Maybe Eversource is lying, but a week ago the company said the storm did far more damage to the electric system than Hurricane Irene in 2011 and Hurricane Sandy in 2012 and that power was almost completely restored in only eight days, compared to 11 for Sandy and 12 for Irene.
This might indicate improvement by Eversource, but everybody is in a lousy mood because of the epidemic and the hateful tone of politics, so nobody wants to hear it, much less find out if it’s true.
The proposed legislation would forbid electricity rate increases for two years, as if the utilities ever increase rates on their own, as if rates aren’t controlled by the utility authority, as if the governor and Legislature don’t appoint the authority’s members, and as if two years ago the governor and Legislature didn’t enact a law requiring Eversource to purchase increasing amounts of more expensive “renewable” energy, hoping that people would forget by the time the rate increase took effect.
The legislation suggests that the utilities, particularly Eversource, are making too much money — and maybe they are. Certainly some executives are extravagantly paid.
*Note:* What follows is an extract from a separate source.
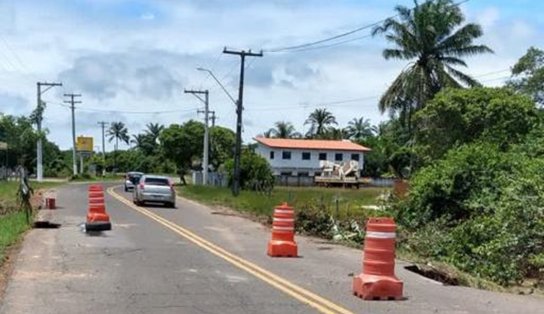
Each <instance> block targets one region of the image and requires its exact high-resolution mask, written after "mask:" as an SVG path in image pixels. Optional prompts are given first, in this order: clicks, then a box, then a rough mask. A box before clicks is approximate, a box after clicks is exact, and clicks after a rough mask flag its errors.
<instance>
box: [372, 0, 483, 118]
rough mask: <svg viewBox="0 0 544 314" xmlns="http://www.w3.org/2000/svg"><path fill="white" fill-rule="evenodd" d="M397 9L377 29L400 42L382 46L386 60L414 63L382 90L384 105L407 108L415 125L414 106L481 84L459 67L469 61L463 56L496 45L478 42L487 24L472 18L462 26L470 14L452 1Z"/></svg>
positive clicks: (401, 110)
This has prompted talk of having state government take over the electric system, since it is a natural monopoly and is properly left in private ownership only if it operates better that way under regulation.
But such talk is occurring almost entirely in forums other than state government itself, and it’s only theoretical. As a practical matter, it’s ridiculous.
That’s because no governors or legislators would ever want people calling them when the lights go out, or would ever want responsibility for another huge and complicated infrastructure system. Already Connecticut cannot properly maintain its highways, bridges and railroads, which are notoriously neglected. That’s why until the epidemic, Governor Lamont spent most of his time trying to persuade the Legislature to authorize tolls.
What would happen if state government operated the electric system? Would it function even as well as the Motor Vehicles Department or the Connecticut Port Authority? Or, as with the rest of state and municipal government, would the electric system steadily be cannibalized to increase the compensation of its employees?
This week Governor Lamont hinted at the answer, instructing department heads to prepare their next budgets with 10%t reductions, just a few weeks after approving $350 million in raises for state employees while private-sector unemployment soared amid the epidemic.
State takeover of the electric system would delight the state employee unions, providing them big increases in membership and political influence.
Of course the first step in state government’s takeover of the electric utilities would be to settle on a fair price for their assets. Then state government would have to raise taxes by maybe billions of dollars or borrow that much even as Connecticut already has close to the highest per-capita state government debt load in the country.
For political purposes, elected officials badly need electric companies to remain under private ownership, since that provides cover for the social and political costs state government stuffs into utility bills, for which the utilities, not elected officials, get blamed.
If ratepayers ever realized that much of their electric bill is actually taxation, they’d complain to their elected officials even when the lights were still on.
Chris Powell is a columnist for the Journal Inquirer in Manchester.